The charges arise from Mozambique's largest ever financial scandal - the creation of three fraudulent companies, Proindicus, Ematum (Mozambique Tuna Company), and MAM (Mozambique Asset Management), which obtained loans for over two billion US dollars from the banks Credit Suisse and VTB of Russia. The loans were granted on the basis of government guarantees, most of which were signed by Chang.
At the Kempton Park court on Tuesday morning, no decision was taken on whether Chang should be extradited to the US to face trial in New York.
According to reporters from the independent television station STV who were present, one of Chang's defence lawyers, Willie Vermeulen, claimed that his client's arrest was illegal, and even that the initial request from the Americans did not call for the extradition of Chang, merely for his preventive detention.

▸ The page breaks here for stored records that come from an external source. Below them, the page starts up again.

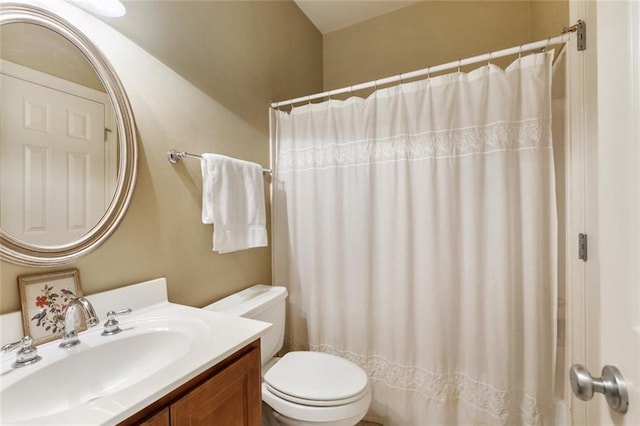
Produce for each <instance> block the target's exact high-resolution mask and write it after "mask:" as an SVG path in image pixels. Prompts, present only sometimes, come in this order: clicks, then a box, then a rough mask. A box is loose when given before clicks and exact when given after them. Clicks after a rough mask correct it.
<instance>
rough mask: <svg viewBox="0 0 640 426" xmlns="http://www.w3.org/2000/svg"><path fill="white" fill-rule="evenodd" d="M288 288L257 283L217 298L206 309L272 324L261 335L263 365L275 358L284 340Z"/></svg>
mask: <svg viewBox="0 0 640 426" xmlns="http://www.w3.org/2000/svg"><path fill="white" fill-rule="evenodd" d="M286 297H287V289H286V288H285V287H279V286H270V285H265V284H257V285H254V286H253V287H249V288H247V289H245V290H242V291H239V292H238V293H234V294H232V295H230V296H227V297H225V298H224V299H221V300H218V301H217V302H215V303H212V304H211V305H208V306H205V307H204V308H203V309H209V310H211V311H215V312H221V313H224V314H229V315H235V316H239V317H244V318H251V319H255V320H259V321H264V322H268V323H271V324H273V326H272V327H271V328H269V329H268V330H267V331H266V332H265V334H263V335H261V336H260V353H261V356H262V364H263V365H264V364H265V363H266V362H267V361H268V360H270V359H271V358H273V357H274V356H275V354H277V353H278V351H279V350H280V349H281V348H282V344H283V342H284V319H285V299H286Z"/></svg>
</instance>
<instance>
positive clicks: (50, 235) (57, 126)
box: [1, 74, 105, 245]
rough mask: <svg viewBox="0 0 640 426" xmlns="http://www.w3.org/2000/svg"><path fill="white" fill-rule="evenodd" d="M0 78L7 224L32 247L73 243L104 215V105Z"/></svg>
mask: <svg viewBox="0 0 640 426" xmlns="http://www.w3.org/2000/svg"><path fill="white" fill-rule="evenodd" d="M1 77H2V82H1V84H2V135H1V140H2V144H1V159H2V167H1V168H2V191H1V193H2V205H3V208H2V218H1V221H2V222H1V223H2V228H3V229H4V230H5V231H7V232H8V233H10V234H11V235H12V236H14V237H16V238H19V239H20V240H23V241H26V242H29V243H31V244H38V245H56V244H60V243H61V242H66V241H72V240H75V239H77V238H78V237H80V236H82V235H83V234H85V233H86V232H87V231H88V230H89V229H90V228H91V227H92V226H93V225H94V224H95V223H97V222H98V220H99V219H100V217H101V216H102V214H103V212H104V207H105V206H104V202H105V178H104V173H105V170H104V167H105V151H104V140H103V138H104V128H105V125H104V117H105V105H104V104H102V103H99V102H95V101H92V100H88V99H85V98H83V97H79V96H75V95H73V94H69V93H65V92H62V91H59V90H56V89H52V88H49V87H45V86H42V85H39V84H34V83H32V82H28V81H24V80H22V79H19V78H15V77H12V76H8V75H4V74H3V75H2V76H1ZM18 177H20V178H18Z"/></svg>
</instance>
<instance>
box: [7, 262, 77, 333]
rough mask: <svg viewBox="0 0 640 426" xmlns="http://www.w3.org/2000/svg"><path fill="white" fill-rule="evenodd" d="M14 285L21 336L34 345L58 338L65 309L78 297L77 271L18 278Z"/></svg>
mask: <svg viewBox="0 0 640 426" xmlns="http://www.w3.org/2000/svg"><path fill="white" fill-rule="evenodd" d="M18 285H19V287H20V296H21V300H22V322H23V326H24V331H25V335H30V336H31V337H32V338H33V340H34V343H35V344H40V343H45V342H48V341H50V340H54V339H57V338H59V337H60V336H61V334H62V332H63V331H64V313H65V309H66V308H67V305H68V304H69V303H70V302H71V301H72V300H73V299H74V298H76V297H80V296H82V292H81V290H80V277H79V272H78V270H77V269H73V270H69V271H60V272H54V273H48V274H36V275H26V276H22V277H19V278H18ZM80 329H82V325H80Z"/></svg>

The prosecutor in the case seemed surprised by this argument, and asked the judge for time to prepare his response. This was granted, and so the hearing was adjourned until 09.00 on Wednesday.
Outside the courtroom, several Mozambicans resident in South Africa held a protest against those responsible for plunging the country into unsustainable debt. They called for the extradition of Chang and the seizure of all assets resulting from the illicit Proindicus, Ematum and MAM loans.

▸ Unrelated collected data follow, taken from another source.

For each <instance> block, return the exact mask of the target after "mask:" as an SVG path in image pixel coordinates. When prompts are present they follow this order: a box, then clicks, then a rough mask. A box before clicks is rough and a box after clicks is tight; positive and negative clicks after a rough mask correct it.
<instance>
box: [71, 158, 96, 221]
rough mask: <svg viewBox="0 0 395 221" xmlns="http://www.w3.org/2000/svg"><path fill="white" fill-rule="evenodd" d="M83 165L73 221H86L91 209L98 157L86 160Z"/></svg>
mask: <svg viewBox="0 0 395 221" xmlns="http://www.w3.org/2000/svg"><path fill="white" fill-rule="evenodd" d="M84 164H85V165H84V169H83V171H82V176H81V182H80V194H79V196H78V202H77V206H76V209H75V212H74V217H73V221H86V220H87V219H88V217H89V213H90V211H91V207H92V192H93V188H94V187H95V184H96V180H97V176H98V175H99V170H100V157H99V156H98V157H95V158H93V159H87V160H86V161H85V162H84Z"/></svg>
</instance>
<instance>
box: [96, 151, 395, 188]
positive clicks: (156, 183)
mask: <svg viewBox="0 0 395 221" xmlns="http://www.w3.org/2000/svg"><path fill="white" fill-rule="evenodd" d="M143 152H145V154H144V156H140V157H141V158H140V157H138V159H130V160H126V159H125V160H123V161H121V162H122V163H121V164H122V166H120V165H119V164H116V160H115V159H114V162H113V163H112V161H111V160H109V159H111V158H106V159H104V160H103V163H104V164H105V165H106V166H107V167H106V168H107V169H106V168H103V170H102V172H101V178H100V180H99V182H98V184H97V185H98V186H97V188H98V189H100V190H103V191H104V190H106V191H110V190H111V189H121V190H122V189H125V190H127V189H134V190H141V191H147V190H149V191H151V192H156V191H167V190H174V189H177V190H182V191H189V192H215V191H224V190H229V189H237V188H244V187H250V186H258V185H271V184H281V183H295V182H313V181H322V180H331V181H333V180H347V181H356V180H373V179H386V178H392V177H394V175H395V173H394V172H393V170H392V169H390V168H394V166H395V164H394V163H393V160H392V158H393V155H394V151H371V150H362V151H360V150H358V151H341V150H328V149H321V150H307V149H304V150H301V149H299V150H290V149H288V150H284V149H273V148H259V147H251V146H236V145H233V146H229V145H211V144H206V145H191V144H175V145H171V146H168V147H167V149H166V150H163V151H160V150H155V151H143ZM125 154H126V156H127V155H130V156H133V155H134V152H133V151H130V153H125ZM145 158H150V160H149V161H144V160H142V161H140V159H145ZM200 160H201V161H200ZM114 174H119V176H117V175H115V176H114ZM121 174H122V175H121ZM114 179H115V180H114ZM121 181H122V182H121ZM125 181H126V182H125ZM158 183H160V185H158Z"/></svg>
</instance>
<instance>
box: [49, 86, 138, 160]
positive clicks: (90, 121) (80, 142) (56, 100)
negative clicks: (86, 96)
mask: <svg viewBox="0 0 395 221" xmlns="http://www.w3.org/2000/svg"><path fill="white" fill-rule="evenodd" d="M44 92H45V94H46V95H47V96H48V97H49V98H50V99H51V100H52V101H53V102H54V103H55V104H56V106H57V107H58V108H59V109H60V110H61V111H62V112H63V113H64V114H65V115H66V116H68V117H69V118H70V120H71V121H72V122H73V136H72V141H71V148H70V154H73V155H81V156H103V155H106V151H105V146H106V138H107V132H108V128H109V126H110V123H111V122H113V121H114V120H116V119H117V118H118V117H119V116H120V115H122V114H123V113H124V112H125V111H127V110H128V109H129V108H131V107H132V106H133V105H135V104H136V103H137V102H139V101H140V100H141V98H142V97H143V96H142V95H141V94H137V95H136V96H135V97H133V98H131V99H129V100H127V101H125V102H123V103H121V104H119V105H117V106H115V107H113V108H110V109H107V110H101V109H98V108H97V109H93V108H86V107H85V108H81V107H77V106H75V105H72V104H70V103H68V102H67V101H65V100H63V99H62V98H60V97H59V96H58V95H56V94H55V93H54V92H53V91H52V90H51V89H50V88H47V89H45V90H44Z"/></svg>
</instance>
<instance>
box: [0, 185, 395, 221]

"Mozambicans stand against corruption and corrupt leaders", read their placards, which demanded that Chang "and his corrupt cronies" return all the money they had stolen. Other placards also urged the court not to grant Chang bail.

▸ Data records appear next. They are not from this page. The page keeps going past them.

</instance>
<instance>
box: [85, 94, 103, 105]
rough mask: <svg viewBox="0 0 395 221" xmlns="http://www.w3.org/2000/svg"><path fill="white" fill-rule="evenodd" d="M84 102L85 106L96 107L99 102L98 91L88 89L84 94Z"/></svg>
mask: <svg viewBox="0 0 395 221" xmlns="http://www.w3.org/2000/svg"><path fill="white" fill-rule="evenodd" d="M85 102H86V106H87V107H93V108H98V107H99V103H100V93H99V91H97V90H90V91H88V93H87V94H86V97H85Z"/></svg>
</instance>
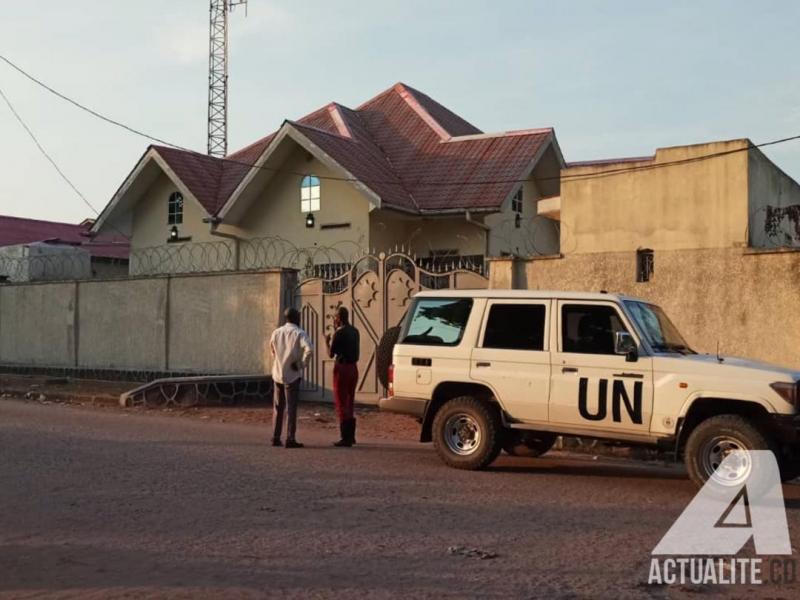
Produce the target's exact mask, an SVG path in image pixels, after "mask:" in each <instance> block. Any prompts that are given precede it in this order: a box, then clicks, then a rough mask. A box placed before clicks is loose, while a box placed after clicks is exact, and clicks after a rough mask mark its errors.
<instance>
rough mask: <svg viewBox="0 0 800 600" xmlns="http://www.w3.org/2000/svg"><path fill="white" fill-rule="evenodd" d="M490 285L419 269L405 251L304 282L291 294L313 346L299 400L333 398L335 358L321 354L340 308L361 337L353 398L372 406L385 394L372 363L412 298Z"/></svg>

Meanwhile, in New York, one of the men accused of conspiring with Chang, the Lebanese Jean Boustani, has offered to cooperate with the court, and has requested a relaxation in his terms of detention.
Boustani is a senior official in the Abu Dhabi-based company Privinvest, and the chief negotiator of the Proindicus, Ematum and MAM deals. Privinvest was the sole contractor for the three companies, and provided them with boats and other assets that were grossly overpriced. In the US indictment, Boustani is a key figure in arranging the bribes and kickbacks which, the indictment says, amounted to over 200 million dollars.
According to a report carried by the Portuguese news agency Lusa, Boustani was presented to a New York court on 2 January, the same day he was detained at J.F. Kennedy airport, as he attempted to leave the country.
Boustani claimed he was innocent of all the charges, and asked to be released on bail. The judge Peggy Kuo initially turned down the bail request and insisted that Boustani remain in preventive detention.
The prosecution regarded Boustani as a flight risk - but the defence has now proposed to pay bail of two million dollars, and find somewhere in New York where he and his family could live under electronic surveillance. Boustani's lawyers argued that he had "vast financial resources", and could pay even five or ten million dollars in bail.
Given Boustani's apparent willingness to cooperate, judge Kuo signed a dispatch in which she admitted the "reasonable likelihood" that the negotiations under way would lead to "a verdict without a trial".
She was willing to allow Boustani to be held under house arrest rather than preventive detention, if the defence proposed a specific address, and if this was approved by the US Federal Pre-trial Services.
Boustani's lawyers have also been given until 23 January for specific proposals for negotiating their client's collaboration with the court.